Party leader investigated for corruption
The National Liberal Party, Romanias second-largest parliamentary party, has just received a severe blow.
Bogdan Matei, 29.09.2016, 13:45
The co-president of the National Liberal Party (PNL), Vasile Blaga, on Wednesday announced his resignation from this position and said he would also quit his role as the partys campaign manager for the parliamentary elections scheduled for December 11.
Earlier on Wednesday, anti-corruption prosecutors had announced that Blaga was investigated in a corruption case. The former Liberal leader is suspected of having awarded preferential procurement contracts between 2009 and 2012, while an interior minister and Senate speaker. In exchange for awarding these contracts he allegedly received commissions of 700,000 euros from a businessman and from Gheorghe Stefan, the former mayor of the north-eastern town of Piatra-Neamt, himself investigated in several other criminal cases.
According to anti-corruption prosecutors, Vasile Blaga got the money for his own use but also for the Liberal Democratic Party (PDL), which was in power at the time and whose secretary general he was. The Liberal Democratic Party, which back then supported the former head of state Traian Basescu, eventually dismantled, and most of its members, Blaga included, opted for a merger with the National Liberal Party, whereas Basescus most die-hard supporters decided to follow him and join the Peoples Movement Party (PMP).
In a communiqué right after the resignation of their co-president, the Liberals said that Blagas decision to resign proved that he put the partys integrity principles above his political career.
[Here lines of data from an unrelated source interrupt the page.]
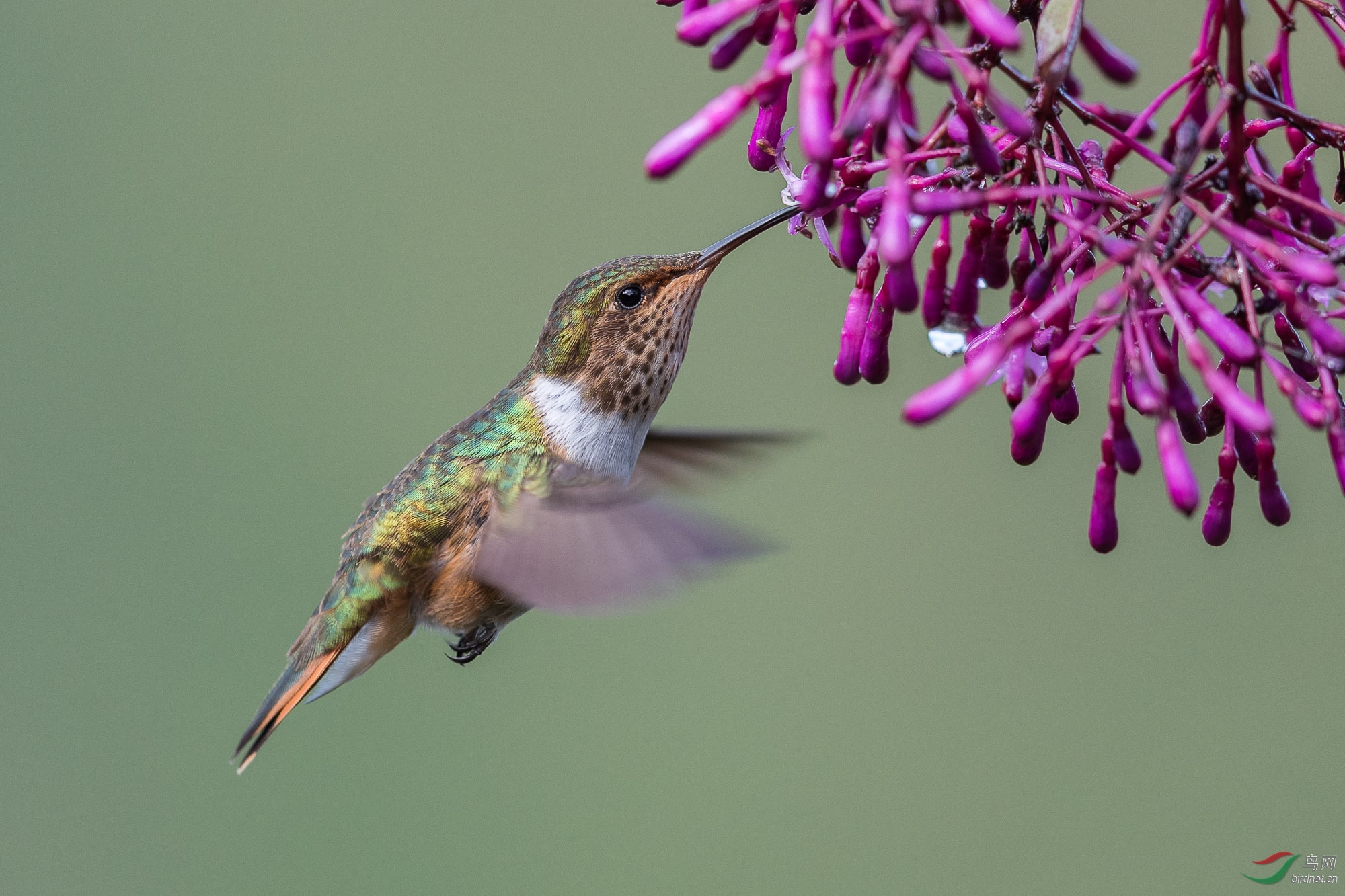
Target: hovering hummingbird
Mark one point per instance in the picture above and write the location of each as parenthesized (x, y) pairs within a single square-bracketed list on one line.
[(547, 497)]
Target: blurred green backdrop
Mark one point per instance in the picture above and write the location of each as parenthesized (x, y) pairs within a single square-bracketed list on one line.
[(256, 256)]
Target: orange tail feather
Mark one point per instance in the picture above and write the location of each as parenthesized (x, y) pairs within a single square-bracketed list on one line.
[(280, 704)]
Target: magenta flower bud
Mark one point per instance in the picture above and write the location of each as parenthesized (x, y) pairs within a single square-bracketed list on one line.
[(818, 91), (1295, 350), (1245, 446), (857, 53), (995, 260), (766, 21), (874, 354), (727, 52), (1320, 225), (1274, 503), (1015, 376), (1327, 337), (993, 25), (1213, 416), (1114, 64), (1028, 423), (1039, 282), (697, 28), (1183, 487), (677, 147), (1219, 517), (934, 401), (783, 42), (934, 302), (965, 298), (1124, 444), (1186, 409), (1305, 405), (1066, 405), (894, 227), (1104, 530), (1091, 153), (1229, 337), (847, 369), (930, 64), (1249, 413), (1141, 395), (899, 287), (978, 145), (871, 201), (766, 135), (852, 243)]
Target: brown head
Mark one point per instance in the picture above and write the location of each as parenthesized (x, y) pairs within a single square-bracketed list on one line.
[(621, 330)]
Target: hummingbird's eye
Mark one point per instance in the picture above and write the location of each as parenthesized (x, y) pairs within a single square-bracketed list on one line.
[(630, 295)]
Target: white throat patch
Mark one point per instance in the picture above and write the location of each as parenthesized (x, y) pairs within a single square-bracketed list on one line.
[(603, 443)]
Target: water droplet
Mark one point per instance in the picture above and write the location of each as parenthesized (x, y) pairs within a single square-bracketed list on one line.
[(949, 342)]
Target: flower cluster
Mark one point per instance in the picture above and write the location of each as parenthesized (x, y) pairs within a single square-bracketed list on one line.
[(1222, 275)]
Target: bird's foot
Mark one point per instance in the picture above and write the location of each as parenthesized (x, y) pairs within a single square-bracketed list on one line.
[(473, 645)]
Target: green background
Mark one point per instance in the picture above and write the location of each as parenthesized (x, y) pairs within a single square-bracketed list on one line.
[(254, 257)]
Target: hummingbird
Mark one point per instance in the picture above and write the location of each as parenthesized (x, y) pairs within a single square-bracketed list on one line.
[(547, 497)]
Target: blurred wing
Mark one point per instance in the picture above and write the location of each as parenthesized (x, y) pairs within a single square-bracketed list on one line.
[(601, 551), (681, 459), (594, 545)]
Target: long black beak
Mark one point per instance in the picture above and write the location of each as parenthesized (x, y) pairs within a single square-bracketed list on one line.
[(715, 255)]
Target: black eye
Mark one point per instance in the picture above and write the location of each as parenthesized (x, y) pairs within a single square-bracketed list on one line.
[(630, 295)]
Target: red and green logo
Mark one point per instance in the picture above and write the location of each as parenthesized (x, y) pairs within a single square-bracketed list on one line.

The Liberals have scheduled a meeting of the partys National Political Bureau at the end of the week.
Political commentators expect a tense meeting, given the fact that the two wings of this party are yet to learn to work together. The older Liberals claim that their new colleagues, the former Liberal Democrats, have brought in with them long-standing judiciary problems, which are now a burden for the entire party. In their turn, the former Liberal Democrats say it is their right to appoint a new co-president to lead the party jointly with Alina Gorghiu.
In another move, the Social Democrats made no effort to hide their satisfaction at the problems facing their competitors. They can afford to do that, given their comfortable lead of the Romanian left wing, while the already divided right wing has just got another blow. Several political analysts say they expect some of the traditional Liberal voters to switch towards new parties, such as the Save Bucharest Union, which, at the local election this summer, did much better in Bucharest than the PNL.